Never has a film been unenjoyable enough to warrant walking out of a theater mid-movie, but “Condemned” fought hard to be my first. What made this particular screening unusually interesting was the presence of Sean Penn and Chris Hardwick in the audience. Penn’s daughter Dylan Penn plays Maya, and her father turned out in support of her feature film debut. Hardwick is engaged to Penn’s co-star Lydia Hearst, and was moderating the post-screening Q&A.
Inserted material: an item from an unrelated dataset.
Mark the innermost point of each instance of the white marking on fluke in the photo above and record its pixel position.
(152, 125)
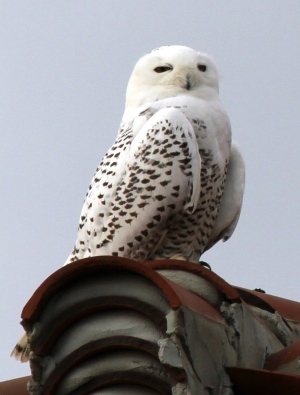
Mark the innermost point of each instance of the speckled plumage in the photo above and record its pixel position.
(172, 184)
(158, 190)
As one character literally falls apart while defecating on a toilet, another vomits directly into the lens, and one more shakes ejaculate off a $20 bill, all I can think is that somewhere sitting behind me is a two-time Oscar-winner watching the same pointlessly disgusting nonsense excessively reference c*cksucking and child molestation. If only I had eyes in the back of my head to see the elder Penn’s reaction when two lusting NYPD officers repeatedly refer to his daughter as a “hot bitch.” It’s a tossup if Q&A host Hardwick had it worse, having to publicly profess enthusiasm whether it was genuine or not since his fiancée is part of the cast.
As for Dylan Penn’s debut, additional acting lessons would not be a waste of time. Nothing about her performance suggests she is ready to break out, though with two extraordinary thespians for parents, benefit of the doubt hopes natural talent is merely untapped. With Gesner being a first-time director and his script limited to archetypal a-holes for characters, no one is in danger of significantly advancing his/her acting craft with “Condemned” anyway.
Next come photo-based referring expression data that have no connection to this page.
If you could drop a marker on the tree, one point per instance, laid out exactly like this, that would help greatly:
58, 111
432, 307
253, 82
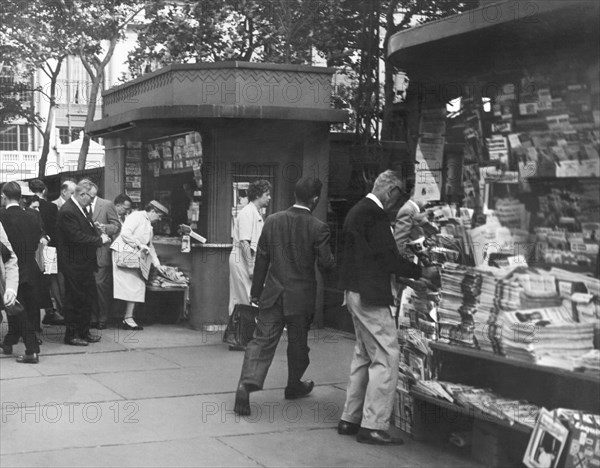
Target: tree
98, 27
33, 38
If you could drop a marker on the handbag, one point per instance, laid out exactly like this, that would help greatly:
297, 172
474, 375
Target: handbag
241, 326
15, 309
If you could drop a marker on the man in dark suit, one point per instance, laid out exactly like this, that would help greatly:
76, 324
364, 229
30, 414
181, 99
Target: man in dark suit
24, 231
370, 257
78, 240
107, 221
49, 213
285, 286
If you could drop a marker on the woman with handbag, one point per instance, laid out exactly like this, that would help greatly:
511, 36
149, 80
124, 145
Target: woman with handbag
133, 253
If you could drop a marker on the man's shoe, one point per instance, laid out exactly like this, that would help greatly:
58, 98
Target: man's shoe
242, 401
299, 391
91, 338
53, 318
76, 342
347, 428
28, 359
375, 437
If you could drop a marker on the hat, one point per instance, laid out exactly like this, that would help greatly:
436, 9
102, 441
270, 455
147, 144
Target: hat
159, 207
25, 190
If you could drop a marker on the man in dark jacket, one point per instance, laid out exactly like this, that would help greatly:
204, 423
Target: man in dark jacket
285, 286
24, 230
370, 258
49, 213
78, 240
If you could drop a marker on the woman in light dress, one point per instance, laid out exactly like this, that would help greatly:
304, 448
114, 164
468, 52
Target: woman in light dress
246, 231
136, 233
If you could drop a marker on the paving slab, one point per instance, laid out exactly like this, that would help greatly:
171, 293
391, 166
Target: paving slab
11, 369
196, 452
58, 390
91, 363
160, 419
325, 448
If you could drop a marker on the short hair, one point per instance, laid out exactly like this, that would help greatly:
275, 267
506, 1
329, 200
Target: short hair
387, 180
89, 181
84, 185
307, 188
12, 190
122, 198
258, 188
65, 184
37, 186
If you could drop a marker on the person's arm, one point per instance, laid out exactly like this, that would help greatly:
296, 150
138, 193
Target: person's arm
261, 265
112, 227
11, 270
325, 259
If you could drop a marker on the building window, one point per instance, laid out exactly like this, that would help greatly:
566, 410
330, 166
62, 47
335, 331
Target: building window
24, 138
15, 138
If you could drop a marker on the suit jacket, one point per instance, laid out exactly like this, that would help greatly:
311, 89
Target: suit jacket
290, 244
370, 255
49, 213
9, 270
24, 230
78, 240
105, 213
The bright spots in “Condemned” are masterful makeup effects helmed by Brian Spears, who also turned in outstanding work on “The Mind’s Eye” (review here), among numerous other projects. Searing skin sores and volcanic pus cannons are some of the subtler gags while multicolored viscous substances of indeterminate origin bathe virtually every interior and exterior of building and bodies alike. If you can tune out everything going on around them, the effects are gruesomely exceptional.
The objective is to be a gross-out, plain and simple. That’s well and good for anyone interested in nothing more and nothing less. From Anthony Chisholm’s weirdo opening monologue to hallucinations visualized cheaply as corrupted streaming video, everything else about the movie is confusedly half-baked.
“Condemned” is an ugly movie populated by ugly personalities. It could have been irreverently fun, but its sense of humor is so slight as to be carelessly cruel. By the time a disemboweled drug addict is seen packing intestines back into his gored torso a second time, intolerable goofiness reaches a level of cartoonish far removed from the tone until that point. If “Condemned” had the spirit of “Evil Dead” or more Troma-like charm, it would play more forgivingly. As is, the carnage is occasionally comical while the setting, characters, and context remain loathsomely bleak.